After Kuala Lumpur I went to Pondicherry, or Pondy as it is called by residents. I hadn’t been home in 7 years and among other things I was particularly curious to see how much the town had changed. Certainly, the hustle and bustle in this quiet former French colony had increased, but what surprised me was the loss of beach along the town. I remembered a long stretch of substantial beach where we would collect bivalves buried in the sand to feed fish in our marine tanks or search for guitar fish that would wash up with the waves at night. The fishermen would haul in their nets and sort through their fish on the beach and place their traditional fishing catamarams up on the sand to go fishing early next morning. Now that beach has completely disappeared.
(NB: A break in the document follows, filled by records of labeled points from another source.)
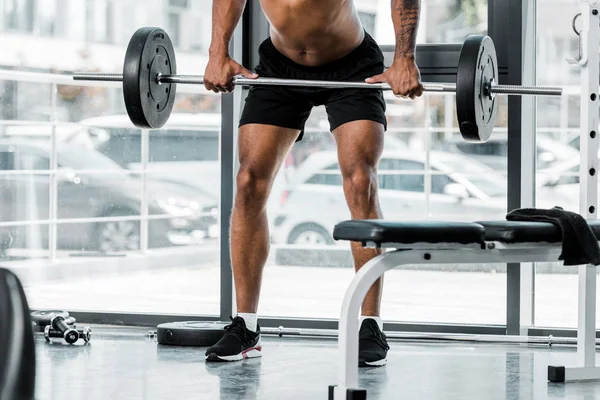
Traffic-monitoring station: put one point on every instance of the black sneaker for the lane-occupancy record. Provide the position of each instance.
(372, 345)
(237, 344)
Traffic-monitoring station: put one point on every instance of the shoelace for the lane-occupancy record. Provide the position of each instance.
(237, 327)
(371, 333)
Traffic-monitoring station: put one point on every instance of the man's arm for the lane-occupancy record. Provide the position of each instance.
(221, 68)
(403, 75)
(226, 16)
(405, 15)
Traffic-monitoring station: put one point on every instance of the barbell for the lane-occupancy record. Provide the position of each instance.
(150, 75)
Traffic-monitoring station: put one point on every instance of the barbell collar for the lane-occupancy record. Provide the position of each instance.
(525, 90)
(96, 76)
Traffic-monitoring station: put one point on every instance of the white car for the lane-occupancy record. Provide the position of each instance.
(461, 190)
(184, 151)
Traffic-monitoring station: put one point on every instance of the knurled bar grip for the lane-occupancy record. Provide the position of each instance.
(241, 81)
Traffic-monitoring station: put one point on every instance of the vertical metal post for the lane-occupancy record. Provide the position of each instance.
(518, 60)
(53, 184)
(588, 201)
(449, 101)
(145, 157)
(244, 48)
(427, 172)
(528, 160)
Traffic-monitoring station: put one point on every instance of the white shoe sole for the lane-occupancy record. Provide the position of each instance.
(379, 363)
(253, 352)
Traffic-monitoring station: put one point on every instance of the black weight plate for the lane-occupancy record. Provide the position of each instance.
(190, 333)
(150, 52)
(44, 317)
(477, 67)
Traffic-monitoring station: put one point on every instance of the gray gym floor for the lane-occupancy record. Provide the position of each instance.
(121, 363)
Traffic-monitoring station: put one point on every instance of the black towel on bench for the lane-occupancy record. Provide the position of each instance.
(579, 245)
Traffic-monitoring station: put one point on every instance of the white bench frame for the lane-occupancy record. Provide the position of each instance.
(492, 252)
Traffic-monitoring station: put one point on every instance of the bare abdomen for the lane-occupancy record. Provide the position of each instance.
(313, 32)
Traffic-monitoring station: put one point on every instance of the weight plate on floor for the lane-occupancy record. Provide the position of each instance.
(150, 52)
(476, 109)
(190, 333)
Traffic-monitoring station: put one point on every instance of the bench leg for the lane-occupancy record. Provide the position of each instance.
(586, 368)
(347, 387)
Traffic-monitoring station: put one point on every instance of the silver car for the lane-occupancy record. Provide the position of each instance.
(459, 189)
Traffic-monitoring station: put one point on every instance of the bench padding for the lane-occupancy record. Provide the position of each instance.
(382, 231)
(528, 232)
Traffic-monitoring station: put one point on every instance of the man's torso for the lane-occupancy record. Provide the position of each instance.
(313, 32)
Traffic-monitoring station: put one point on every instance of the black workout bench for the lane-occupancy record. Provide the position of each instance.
(429, 242)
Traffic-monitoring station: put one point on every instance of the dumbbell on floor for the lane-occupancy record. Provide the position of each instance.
(50, 333)
(58, 328)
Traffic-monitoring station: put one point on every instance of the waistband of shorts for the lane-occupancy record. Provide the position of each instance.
(268, 48)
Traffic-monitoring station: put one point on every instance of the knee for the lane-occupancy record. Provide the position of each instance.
(360, 183)
(251, 188)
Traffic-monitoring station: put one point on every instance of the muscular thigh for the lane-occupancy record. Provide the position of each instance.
(360, 144)
(262, 148)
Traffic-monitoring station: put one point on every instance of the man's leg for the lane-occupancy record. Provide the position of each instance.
(262, 149)
(360, 144)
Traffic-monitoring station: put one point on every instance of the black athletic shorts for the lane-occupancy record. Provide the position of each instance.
(290, 107)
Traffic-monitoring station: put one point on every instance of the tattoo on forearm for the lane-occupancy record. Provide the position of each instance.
(406, 32)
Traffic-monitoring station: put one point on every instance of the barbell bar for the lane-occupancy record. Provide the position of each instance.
(150, 77)
(242, 81)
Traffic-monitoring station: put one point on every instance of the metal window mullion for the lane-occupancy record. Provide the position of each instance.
(528, 157)
(53, 184)
(427, 172)
(145, 152)
(588, 191)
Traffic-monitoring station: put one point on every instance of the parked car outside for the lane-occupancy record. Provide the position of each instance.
(462, 189)
(494, 152)
(25, 197)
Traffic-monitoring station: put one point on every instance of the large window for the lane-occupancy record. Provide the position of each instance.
(92, 208)
(442, 21)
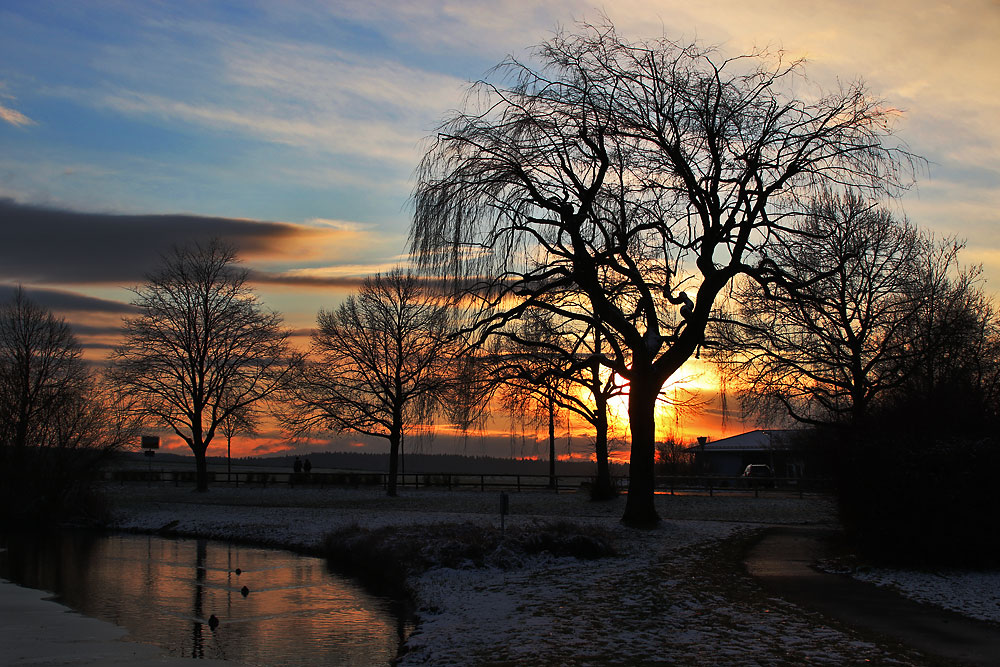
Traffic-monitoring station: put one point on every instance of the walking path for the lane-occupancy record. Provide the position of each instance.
(783, 561)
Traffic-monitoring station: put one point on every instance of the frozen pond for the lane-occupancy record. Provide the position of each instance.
(294, 611)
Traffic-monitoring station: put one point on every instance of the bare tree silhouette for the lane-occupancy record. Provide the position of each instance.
(59, 420)
(380, 364)
(874, 306)
(202, 348)
(646, 176)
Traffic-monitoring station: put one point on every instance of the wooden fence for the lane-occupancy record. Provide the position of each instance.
(673, 485)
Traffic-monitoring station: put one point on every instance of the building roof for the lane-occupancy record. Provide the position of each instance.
(760, 440)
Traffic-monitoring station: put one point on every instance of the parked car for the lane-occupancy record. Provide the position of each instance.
(758, 474)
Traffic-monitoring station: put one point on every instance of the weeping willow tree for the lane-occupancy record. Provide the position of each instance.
(379, 365)
(645, 176)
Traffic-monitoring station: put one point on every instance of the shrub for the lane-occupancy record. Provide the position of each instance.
(921, 500)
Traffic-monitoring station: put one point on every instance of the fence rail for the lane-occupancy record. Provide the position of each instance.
(673, 485)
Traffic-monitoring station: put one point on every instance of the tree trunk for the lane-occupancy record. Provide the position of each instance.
(394, 439)
(603, 488)
(640, 510)
(201, 466)
(552, 444)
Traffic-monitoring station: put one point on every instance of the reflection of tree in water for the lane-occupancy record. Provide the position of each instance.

This beach erosion has been caused by a recent port built just south of Pondy. The breakwaters at the harbor entrance hinder the natural movement of sand by winds, currents, and the seasonal monsoon, resulting in a pile up of millions of tons of sand south of the breakwaters. Apparently the engineers for the harbor project had foreseen the problem and installed a sand dredger that would pump sand continuously onto the eroding northern side of the harbor. However, the Pondicherry Port Dept. took over the project and the sand dredger was never put to use - as a result, the pipelines have rusted and the submarine tunnels flooded. To put a band-aid on Pondy’s beach problem, the government placed large boulders along the seafront, but with the loss of natural sand barriers offshore, there is little to mitigate or dissipate wave energy, especially during storms and cyclones. The boulders will soon be washed away and the sea wall along Pondicherry’s seafront is in danger of collapsing.
Fishermen who can no longer fish from Pondy in their traditional, non-mechanized boats have now taken to removing and selling mussels and structures around the Pondy piers that all supported a rich marine life. I have never heard of sea turtles nesting in Pondicherry, though the occasional olive ridley nests on the beaches north of the town and eggs are sometimes sold in the Pondy market.
Fortunately, the beach problem is not completely irreversible and some friends are working hard to restore Pondy's charming seafront.